Coverage data

A coverage is essentially a spatial lookup table. Coverages are usually grid-based GeoTIFF or ASC raster files.

Coverage data is handled by RiskScape slightly differently to relational data. A relation holds rows or records of data, such as CSV or shapefile vector data.

Coverages are typically used in spatial sampling, which is geospatially matching data in your exposure-layer to the coverage layer. For example, RiskScape can take the geometry of a building footprint from your exposure-layer and use it as a lookup into the hazard-layer coverage. The result it returns is the hazard intensity measure (if any) for that particular building.

Tip

Normally coverages are used for hazard-layers, but you can also use coverage files (i.e. .tif or .asc files) as the exposure-layer in a wizard or pipeline model. This can be useful if your exposure-layer is a population density map, or similar data. Each cell in the coverage will be treated as a polygon square input to your model.

Bookmarks

Setting up a bookmark for a coverage is pretty simple. For example, you could add something like the following to your project.ini file:

[bookmark MY_COOL_NAME]
description = Optionally specify additional details about the data here...
location = MY/COOL/DATA.tif

You can generally use paths to .tif and .asc files directly, without necessarily needing to configure a bookmark.

Tip

If you have lots of similar coverage files that you want to run through the same model, and get a separate set of results output for each coverage, then this is simple to do in RiskScape. Refer to Running the same model repeatedly for more details.

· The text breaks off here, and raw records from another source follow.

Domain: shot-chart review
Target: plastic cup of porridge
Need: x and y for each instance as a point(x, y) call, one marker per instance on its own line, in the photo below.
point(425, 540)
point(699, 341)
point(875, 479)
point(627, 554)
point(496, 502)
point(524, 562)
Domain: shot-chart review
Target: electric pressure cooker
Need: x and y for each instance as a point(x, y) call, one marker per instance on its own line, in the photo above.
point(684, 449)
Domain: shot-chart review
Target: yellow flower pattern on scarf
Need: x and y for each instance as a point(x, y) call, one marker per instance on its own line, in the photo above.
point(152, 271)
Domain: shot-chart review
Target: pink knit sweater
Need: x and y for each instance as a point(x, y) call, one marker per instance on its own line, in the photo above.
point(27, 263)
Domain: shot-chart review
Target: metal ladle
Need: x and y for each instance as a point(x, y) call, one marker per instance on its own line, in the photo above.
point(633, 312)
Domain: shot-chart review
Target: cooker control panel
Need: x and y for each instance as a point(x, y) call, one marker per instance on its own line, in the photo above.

Transform the sampled value

You can apply your own custom transformation to the data returned by RiskScape’s spatial sampling. This can be handy if your coverage data doesn’t match what is expected by the model, for example, if one file’s data is in units of gravity (g) and another file is in log units (log(g)).

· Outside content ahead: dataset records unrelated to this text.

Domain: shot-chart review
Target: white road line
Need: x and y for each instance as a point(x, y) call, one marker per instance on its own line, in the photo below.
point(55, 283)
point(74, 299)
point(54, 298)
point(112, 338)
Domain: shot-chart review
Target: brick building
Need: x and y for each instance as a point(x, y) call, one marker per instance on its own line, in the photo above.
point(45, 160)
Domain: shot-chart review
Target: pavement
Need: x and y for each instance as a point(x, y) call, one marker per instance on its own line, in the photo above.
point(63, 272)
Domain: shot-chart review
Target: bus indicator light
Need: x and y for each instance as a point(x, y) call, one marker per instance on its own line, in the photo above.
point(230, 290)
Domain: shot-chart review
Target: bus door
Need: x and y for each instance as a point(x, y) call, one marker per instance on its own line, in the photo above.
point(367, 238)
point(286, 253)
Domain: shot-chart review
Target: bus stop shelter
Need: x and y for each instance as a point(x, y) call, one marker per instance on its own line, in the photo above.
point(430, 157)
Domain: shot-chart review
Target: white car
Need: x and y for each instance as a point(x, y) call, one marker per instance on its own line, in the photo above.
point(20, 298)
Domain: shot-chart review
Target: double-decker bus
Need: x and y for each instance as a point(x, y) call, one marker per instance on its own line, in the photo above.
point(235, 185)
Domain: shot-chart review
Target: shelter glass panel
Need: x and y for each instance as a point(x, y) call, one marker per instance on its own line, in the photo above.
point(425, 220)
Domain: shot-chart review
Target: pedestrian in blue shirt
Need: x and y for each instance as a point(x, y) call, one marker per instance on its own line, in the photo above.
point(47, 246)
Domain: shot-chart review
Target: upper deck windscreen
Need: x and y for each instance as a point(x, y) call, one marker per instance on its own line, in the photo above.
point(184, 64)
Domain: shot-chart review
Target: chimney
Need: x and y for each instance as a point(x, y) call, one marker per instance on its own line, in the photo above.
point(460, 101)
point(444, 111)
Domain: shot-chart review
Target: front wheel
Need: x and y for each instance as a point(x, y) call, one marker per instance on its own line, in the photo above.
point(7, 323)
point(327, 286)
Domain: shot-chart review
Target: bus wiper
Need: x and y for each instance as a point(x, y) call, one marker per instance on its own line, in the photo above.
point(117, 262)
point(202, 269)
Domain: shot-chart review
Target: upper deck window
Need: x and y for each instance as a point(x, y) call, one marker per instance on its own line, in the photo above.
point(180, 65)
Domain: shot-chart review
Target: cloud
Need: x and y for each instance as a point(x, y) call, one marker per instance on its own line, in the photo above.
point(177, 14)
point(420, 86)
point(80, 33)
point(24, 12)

In your coverage bookmark, you can specify a simple mapping expression that will modify any values sampled from it. This has the benefit of better model reuse, i.e. you don’t have to create a separate model just because the input data is in a slightly different format.

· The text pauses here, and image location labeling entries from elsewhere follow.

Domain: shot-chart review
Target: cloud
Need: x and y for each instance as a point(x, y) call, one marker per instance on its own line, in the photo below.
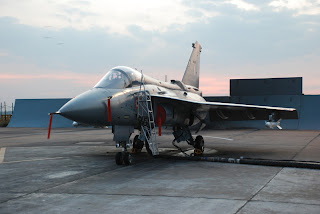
point(115, 16)
point(243, 5)
point(301, 7)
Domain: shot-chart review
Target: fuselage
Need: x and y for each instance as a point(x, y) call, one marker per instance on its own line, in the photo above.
point(113, 100)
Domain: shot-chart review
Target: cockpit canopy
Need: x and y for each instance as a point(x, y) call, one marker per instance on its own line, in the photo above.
point(118, 78)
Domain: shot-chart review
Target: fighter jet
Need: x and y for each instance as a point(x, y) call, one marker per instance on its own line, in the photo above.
point(126, 99)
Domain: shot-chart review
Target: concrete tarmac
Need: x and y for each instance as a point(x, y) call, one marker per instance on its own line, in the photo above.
point(75, 172)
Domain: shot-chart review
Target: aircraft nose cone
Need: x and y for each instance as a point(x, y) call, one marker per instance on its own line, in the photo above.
point(88, 108)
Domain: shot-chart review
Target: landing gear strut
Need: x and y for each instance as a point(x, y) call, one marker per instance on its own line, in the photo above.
point(124, 157)
point(137, 145)
point(184, 134)
point(198, 146)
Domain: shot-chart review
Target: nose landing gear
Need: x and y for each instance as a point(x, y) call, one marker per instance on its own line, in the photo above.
point(198, 146)
point(137, 145)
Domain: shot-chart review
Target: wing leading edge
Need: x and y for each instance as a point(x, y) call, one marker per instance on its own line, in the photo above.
point(232, 111)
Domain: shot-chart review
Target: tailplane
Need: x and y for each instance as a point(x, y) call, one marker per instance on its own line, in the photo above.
point(191, 75)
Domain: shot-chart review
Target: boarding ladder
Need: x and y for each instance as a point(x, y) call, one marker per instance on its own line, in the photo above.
point(146, 118)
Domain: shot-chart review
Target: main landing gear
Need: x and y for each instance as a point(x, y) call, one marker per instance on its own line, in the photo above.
point(198, 146)
point(184, 134)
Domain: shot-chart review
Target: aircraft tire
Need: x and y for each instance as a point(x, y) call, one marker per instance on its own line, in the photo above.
point(127, 159)
point(148, 148)
point(119, 159)
point(137, 143)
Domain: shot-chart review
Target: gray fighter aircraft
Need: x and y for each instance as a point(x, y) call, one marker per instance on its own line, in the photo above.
point(126, 100)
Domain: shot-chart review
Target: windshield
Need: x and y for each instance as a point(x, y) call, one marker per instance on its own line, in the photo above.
point(115, 78)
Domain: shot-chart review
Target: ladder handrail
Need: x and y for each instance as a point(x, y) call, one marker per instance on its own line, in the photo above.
point(146, 117)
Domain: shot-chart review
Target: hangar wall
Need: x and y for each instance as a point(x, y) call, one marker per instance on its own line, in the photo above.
point(282, 92)
point(34, 113)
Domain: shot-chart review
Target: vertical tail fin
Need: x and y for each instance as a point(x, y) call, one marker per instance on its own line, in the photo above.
point(191, 75)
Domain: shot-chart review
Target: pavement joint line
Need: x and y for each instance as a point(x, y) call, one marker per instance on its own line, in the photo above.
point(41, 159)
point(254, 195)
point(285, 202)
point(2, 153)
point(144, 195)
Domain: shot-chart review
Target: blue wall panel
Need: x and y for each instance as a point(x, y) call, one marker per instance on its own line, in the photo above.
point(34, 113)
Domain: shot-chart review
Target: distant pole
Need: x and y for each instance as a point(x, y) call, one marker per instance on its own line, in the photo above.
point(5, 111)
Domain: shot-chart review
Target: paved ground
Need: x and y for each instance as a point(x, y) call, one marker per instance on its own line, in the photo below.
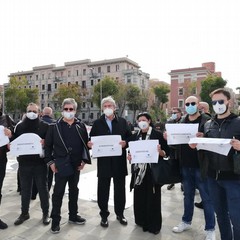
point(33, 229)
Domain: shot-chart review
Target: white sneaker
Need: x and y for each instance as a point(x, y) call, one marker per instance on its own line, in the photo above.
point(181, 227)
point(210, 235)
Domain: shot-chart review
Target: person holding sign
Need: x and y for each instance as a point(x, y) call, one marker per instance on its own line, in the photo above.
point(147, 194)
point(111, 166)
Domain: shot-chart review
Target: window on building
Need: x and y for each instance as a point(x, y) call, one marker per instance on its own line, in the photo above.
point(180, 91)
point(180, 103)
point(83, 84)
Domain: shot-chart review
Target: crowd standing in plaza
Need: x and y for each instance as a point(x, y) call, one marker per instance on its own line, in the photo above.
point(66, 144)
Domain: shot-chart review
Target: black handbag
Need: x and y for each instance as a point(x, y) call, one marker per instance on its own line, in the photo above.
point(166, 171)
point(64, 166)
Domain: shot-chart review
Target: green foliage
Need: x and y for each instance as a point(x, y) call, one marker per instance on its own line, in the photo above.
point(17, 96)
point(210, 84)
point(106, 87)
point(67, 91)
point(161, 92)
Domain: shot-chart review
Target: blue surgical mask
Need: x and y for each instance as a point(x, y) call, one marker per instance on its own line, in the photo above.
point(191, 109)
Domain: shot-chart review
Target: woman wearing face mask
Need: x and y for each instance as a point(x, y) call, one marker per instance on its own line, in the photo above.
point(147, 195)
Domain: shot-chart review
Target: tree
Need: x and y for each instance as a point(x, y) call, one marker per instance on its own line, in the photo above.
point(161, 92)
point(209, 84)
point(67, 91)
point(106, 87)
point(17, 96)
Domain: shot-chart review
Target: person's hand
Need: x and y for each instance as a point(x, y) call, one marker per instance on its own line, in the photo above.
point(80, 167)
point(235, 144)
point(7, 132)
point(123, 143)
point(53, 168)
point(90, 144)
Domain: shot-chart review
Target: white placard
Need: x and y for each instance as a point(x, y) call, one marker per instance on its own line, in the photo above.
point(3, 138)
point(26, 144)
point(180, 133)
point(106, 146)
point(144, 151)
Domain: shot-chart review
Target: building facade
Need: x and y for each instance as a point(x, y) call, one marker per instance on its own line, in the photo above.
point(187, 82)
point(85, 73)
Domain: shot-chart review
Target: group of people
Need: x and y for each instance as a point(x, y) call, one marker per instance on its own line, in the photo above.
point(66, 144)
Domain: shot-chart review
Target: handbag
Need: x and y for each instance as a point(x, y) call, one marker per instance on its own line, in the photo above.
point(166, 171)
point(64, 166)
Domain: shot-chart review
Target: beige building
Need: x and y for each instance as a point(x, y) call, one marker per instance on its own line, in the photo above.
point(85, 73)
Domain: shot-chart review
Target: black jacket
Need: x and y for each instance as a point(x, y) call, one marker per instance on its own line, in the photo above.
point(117, 165)
point(31, 126)
point(220, 166)
point(54, 143)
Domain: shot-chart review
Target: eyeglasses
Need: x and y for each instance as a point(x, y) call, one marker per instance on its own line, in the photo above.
point(66, 109)
point(32, 111)
point(192, 103)
point(217, 101)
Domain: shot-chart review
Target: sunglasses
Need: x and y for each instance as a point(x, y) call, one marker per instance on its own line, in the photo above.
point(192, 103)
point(32, 111)
point(218, 101)
point(68, 109)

The following bookmark takes a GeoTIFF file in g units and converts the data into log(g) when it gets used in a model. The value in the expression is the value that was sampled from the GeoTIFF.

[bookmark hazard-data-in-log-units]
location = DATA_IN_G_UNITS.tif
map-value = log(value)

Alternatively, you can use a lambda expression in the bookmark, which makes data value’s identifier clearer and customizable. The following example is equivalent to the previous bookmark, except it uses a lambda expression.

[bookmark the-same-thing-with-lambda]
location = DATA_IN_G_UNITS.tif
map-value = g -> log(g)

In the above example, the lambda argument is called g, but you can call this whatever you want.

Sampling relational data

You can also turn relational data (e.g. shapefile input data) into a coverage that can be used for spatial sampling. This can be useful for matching elements-at-risk to the regional area they are located in, or if your hazard is vector data.

Tip

If you are using the wizard to build a model, then you do not have to worry too much about whether your input data is relational or in coverage form. RiskScape will take care of it all for you.

It can sometimes be useful to be able to use raster data (i.e. GeoTIFFs) or vector data (i.e. shapefiles) interchangeably as input data for your model. The simplest way to do this is to specify that the relational data should be rasterized when you create your bookmark. For example:

[bookmark relation-as-coverage]
location = MY/COOL/DATA.shp
rasterize = true
rasterize-grid-size = 50
rasterize-expression = MY_ATTRIBUTE

When relational data is rasterized, you need to specify:

  1. The grid-size that the coverage should have, in metres. The above example uses a 50m by 50m grid.

  2. An expression for the numeric value to return when the coverage is sampled. Basically, this is the attribute in the shapefile that you are most interested in. It could also be a combination of attributes, e.g. Depth * Velocity.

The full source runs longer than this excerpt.